‘The Hunt’ is enthralling thanks to superb cast

A familiar story made fresh by performances of Mads Mikkelsen and less-familiar Danish actors

The Hunt

★★★★ (out of 5 stars)

When we’re kids, we’re lucky if we have people in our lives who encourage and support our imaginations. They play games with us and share stories, and along the way we learn these skills from them. But the power of what a fully developed imagination can be, and what it can do, comes later.

Sometimes too late.

In The Hunt, a small town in Denmark is torn asunder by the imagination of a little girl, Klara (Annika Wedderkopp), who hasn’t learned the weight of her words yet.

Klara’s imagination is fostered by a small cluster of teachers, like the handsome Lucas (Mads Mikkelsen), who work at the small nursery school she attends. Lucas is a family friend sympathetic to the dreamy problems she faces, like not being able to step over lines (think of the children’s game “hot lava”:

Don’t step on the lava!) and constantly losing her way home. He often goes out of his way to help her find her way back or walk her to school. Eventually, Klara develops a crush on him.

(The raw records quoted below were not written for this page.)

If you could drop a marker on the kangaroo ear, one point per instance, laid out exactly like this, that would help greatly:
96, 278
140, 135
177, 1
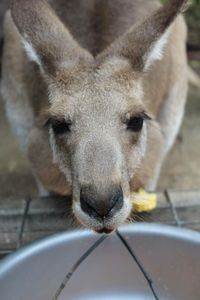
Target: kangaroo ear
143, 43
46, 40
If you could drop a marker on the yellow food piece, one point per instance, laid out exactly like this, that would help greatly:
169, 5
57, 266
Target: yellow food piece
143, 201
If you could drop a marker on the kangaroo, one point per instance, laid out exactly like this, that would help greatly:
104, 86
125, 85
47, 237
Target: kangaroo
95, 93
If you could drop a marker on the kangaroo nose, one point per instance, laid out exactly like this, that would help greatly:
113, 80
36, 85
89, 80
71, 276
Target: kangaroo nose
101, 206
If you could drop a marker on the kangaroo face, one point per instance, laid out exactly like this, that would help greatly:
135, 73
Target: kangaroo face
98, 137
97, 120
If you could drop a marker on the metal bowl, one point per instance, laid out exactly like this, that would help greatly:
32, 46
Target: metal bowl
170, 256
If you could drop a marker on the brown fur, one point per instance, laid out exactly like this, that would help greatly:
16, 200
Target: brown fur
94, 64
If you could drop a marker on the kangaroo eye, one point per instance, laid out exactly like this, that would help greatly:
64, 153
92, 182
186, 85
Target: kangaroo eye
135, 124
60, 126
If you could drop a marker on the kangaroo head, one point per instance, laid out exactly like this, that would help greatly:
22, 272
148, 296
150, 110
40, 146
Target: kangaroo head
98, 124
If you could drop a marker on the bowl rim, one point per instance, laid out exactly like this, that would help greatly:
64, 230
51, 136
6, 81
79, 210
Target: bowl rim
177, 233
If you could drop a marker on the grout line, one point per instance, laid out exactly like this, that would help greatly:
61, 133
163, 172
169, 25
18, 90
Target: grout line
130, 250
76, 265
21, 232
173, 209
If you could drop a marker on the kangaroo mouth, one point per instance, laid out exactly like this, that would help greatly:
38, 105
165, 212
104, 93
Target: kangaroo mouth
105, 230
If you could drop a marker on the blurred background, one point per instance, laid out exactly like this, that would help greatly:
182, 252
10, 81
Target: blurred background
182, 167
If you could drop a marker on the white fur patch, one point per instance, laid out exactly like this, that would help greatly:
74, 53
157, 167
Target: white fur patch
31, 52
156, 50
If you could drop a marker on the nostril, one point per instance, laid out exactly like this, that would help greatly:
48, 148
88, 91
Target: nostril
117, 200
98, 207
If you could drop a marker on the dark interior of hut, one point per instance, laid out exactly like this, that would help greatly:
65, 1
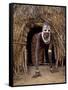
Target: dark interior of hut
33, 31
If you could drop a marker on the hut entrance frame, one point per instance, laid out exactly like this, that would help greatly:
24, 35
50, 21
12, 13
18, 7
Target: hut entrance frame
27, 31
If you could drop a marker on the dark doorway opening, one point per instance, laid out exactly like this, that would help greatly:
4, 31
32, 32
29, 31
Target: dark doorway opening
33, 31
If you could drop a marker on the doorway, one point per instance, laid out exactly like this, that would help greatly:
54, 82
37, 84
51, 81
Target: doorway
31, 42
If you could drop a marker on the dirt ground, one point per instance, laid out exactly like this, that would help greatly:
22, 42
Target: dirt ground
45, 78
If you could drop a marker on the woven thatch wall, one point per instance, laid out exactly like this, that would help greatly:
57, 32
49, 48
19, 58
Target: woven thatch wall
25, 17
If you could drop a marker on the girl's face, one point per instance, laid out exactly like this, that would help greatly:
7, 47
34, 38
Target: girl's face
46, 31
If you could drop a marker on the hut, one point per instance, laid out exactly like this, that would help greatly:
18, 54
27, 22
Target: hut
27, 21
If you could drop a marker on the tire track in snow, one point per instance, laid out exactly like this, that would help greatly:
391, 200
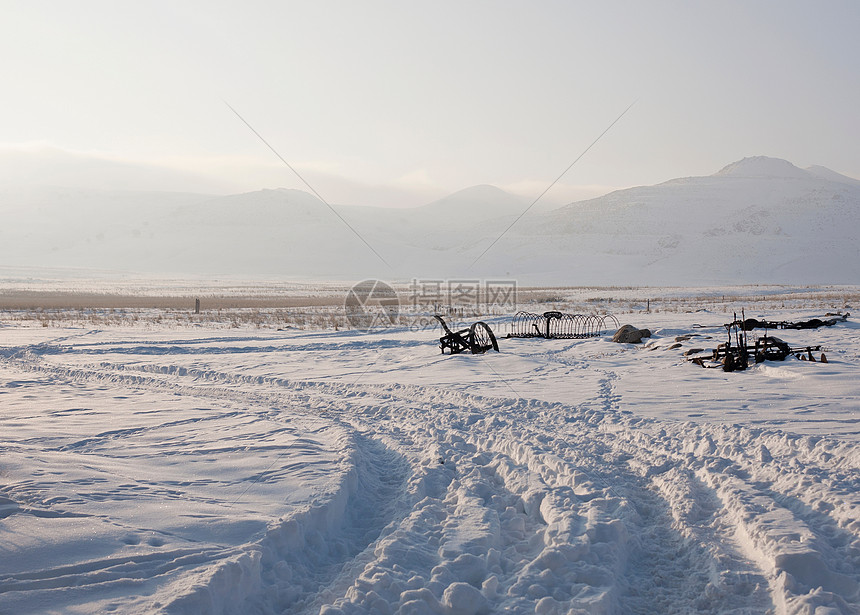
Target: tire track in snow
610, 441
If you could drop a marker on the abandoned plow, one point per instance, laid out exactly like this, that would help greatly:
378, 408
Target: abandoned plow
477, 339
737, 353
556, 325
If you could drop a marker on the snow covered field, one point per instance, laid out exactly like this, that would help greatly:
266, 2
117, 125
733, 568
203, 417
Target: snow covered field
199, 470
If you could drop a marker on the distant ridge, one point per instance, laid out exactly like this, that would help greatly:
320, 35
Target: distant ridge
757, 220
762, 166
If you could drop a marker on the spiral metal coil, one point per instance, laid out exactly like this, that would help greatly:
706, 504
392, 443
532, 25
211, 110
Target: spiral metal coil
560, 326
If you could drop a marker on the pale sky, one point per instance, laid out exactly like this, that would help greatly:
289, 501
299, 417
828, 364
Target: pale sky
398, 103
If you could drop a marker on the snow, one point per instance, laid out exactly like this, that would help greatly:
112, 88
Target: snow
194, 470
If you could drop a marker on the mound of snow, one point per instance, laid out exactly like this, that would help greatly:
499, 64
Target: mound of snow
762, 166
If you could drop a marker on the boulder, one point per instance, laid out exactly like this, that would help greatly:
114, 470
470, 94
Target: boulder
628, 334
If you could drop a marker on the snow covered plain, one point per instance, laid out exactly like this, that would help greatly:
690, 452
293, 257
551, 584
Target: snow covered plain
199, 470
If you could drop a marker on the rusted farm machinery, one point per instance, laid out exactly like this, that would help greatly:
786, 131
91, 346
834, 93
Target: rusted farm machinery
556, 325
477, 339
737, 352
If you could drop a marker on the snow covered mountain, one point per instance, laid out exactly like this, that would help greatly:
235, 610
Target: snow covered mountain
758, 220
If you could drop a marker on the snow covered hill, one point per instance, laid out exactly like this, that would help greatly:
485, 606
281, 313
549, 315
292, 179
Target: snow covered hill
758, 220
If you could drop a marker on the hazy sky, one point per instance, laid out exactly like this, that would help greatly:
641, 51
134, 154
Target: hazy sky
396, 103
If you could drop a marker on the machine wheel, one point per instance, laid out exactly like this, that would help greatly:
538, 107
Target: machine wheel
482, 338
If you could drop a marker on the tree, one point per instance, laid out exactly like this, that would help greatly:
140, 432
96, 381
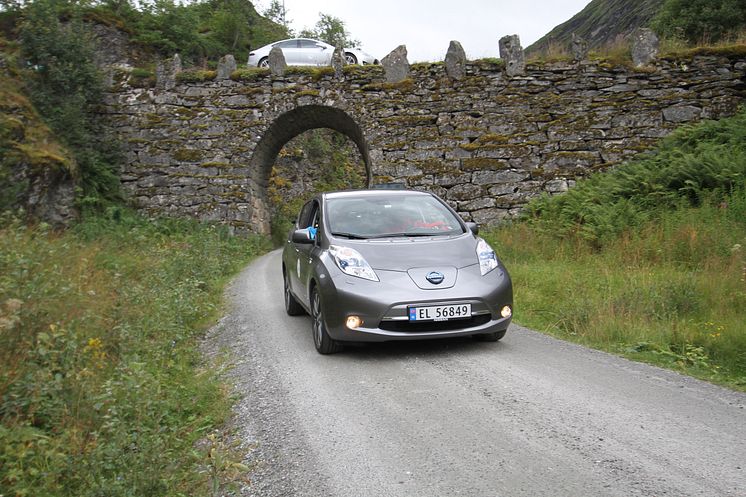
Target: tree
276, 12
700, 21
66, 87
331, 30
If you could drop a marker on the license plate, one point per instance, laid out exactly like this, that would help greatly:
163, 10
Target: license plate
440, 312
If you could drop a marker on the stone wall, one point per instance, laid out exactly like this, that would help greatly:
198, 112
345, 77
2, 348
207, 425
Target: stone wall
484, 141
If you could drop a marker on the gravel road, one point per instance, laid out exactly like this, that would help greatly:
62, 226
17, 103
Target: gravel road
527, 416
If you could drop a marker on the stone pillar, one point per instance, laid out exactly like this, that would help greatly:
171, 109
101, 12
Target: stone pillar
396, 65
166, 71
512, 53
338, 62
455, 60
644, 47
277, 64
579, 48
226, 66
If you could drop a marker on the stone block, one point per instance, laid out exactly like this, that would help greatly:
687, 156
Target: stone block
395, 65
277, 64
226, 66
512, 53
645, 45
579, 48
681, 113
455, 60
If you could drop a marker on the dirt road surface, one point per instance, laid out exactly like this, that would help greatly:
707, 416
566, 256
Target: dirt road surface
527, 416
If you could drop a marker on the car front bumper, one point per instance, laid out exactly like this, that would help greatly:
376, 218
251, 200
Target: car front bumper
383, 305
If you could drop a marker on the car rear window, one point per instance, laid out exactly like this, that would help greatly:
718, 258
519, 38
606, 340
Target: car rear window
382, 216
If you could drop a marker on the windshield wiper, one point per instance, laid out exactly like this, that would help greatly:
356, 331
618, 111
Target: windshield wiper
405, 234
352, 236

That crush goes too far, though, when she gives Lucas an innocent kiss on the lips during playtime and he reprimands her for it. It’s a gentle reprimand, but she is hurt and upset over the incident. Guided by an overprotective administrator, Klara eventually accuses Lucas of showing her his privates. The incident unleashes a maelstrom of outrage and panic in the town.

As the harsh Danish winter sets in around Lucas, so do the harsh realities of the accusation made against him. People turn from him and try to harm him; his ex-wife tries to stop him from seeing their son; stores refuse to serve him; and other children, coached with details from parents eager to see Lucas punished, begin to accuse him too. 

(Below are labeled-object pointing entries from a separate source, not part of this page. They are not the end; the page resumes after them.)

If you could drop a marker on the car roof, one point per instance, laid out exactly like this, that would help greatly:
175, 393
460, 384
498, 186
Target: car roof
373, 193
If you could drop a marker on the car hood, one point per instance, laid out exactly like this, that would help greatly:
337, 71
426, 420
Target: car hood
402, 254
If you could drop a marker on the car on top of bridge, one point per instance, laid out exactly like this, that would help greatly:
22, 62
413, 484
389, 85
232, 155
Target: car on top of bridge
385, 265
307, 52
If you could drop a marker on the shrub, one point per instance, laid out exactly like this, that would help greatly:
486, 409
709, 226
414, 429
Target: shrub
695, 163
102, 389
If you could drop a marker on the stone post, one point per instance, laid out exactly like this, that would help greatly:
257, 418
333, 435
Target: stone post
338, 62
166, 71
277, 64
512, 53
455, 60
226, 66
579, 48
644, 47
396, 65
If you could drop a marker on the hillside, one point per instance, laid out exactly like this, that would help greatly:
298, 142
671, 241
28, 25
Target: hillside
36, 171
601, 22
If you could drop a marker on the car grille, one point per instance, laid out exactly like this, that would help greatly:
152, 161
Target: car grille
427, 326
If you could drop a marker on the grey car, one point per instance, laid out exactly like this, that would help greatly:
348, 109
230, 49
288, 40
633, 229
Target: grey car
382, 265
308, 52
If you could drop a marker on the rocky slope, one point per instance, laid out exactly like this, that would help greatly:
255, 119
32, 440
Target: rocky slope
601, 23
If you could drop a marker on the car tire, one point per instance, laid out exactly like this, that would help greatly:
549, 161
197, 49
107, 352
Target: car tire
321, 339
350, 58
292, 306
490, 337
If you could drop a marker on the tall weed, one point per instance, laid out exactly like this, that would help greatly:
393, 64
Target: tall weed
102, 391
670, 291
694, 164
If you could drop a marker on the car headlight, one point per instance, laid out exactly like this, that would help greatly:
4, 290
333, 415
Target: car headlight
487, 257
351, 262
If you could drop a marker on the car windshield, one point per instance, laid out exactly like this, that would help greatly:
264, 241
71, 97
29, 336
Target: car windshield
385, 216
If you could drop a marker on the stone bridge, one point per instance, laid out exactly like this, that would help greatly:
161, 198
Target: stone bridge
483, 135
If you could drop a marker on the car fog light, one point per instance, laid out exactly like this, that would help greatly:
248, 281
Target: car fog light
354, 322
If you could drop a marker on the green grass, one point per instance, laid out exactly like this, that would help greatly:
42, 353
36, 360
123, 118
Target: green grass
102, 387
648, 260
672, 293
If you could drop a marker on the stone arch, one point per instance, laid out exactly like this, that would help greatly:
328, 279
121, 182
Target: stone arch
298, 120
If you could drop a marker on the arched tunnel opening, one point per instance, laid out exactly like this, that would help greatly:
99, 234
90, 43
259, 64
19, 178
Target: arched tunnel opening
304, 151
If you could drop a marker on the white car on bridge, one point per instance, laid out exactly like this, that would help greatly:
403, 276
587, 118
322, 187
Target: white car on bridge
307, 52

At the beginning of the movie, it’s hard to imagine such a young guy as a nursery school teacher, but Lucas’ ease and natural ability to level with the children without infantilizing them makes it feel less odd. He’s good with kids, maybe better than anyone else at the school, but there is a slight nag that it’s a narrative setup the whole time. It’s the one flaw in an otherwise strong, if a little familiar, story.

The film would be nothing without its actors, though. There is not a single poor performance to be found, from Mikkelsen and Thomas Bo Larsen (who plays Klara’s father) all the way down to the day players – like the bulky Oyvind Hagen-Traberg, who plays a butcher who goes to brutish lengths to refuse Lucas’ business. But it’s the young, quixotic Wedderkopp who leaves everyone in her shadow. When the film is with her, it makes the viewer feel like a fly on the wall of her playroom – as if she conjured the set walls, characters and film edits straight from her imagination and asked everyone to play along.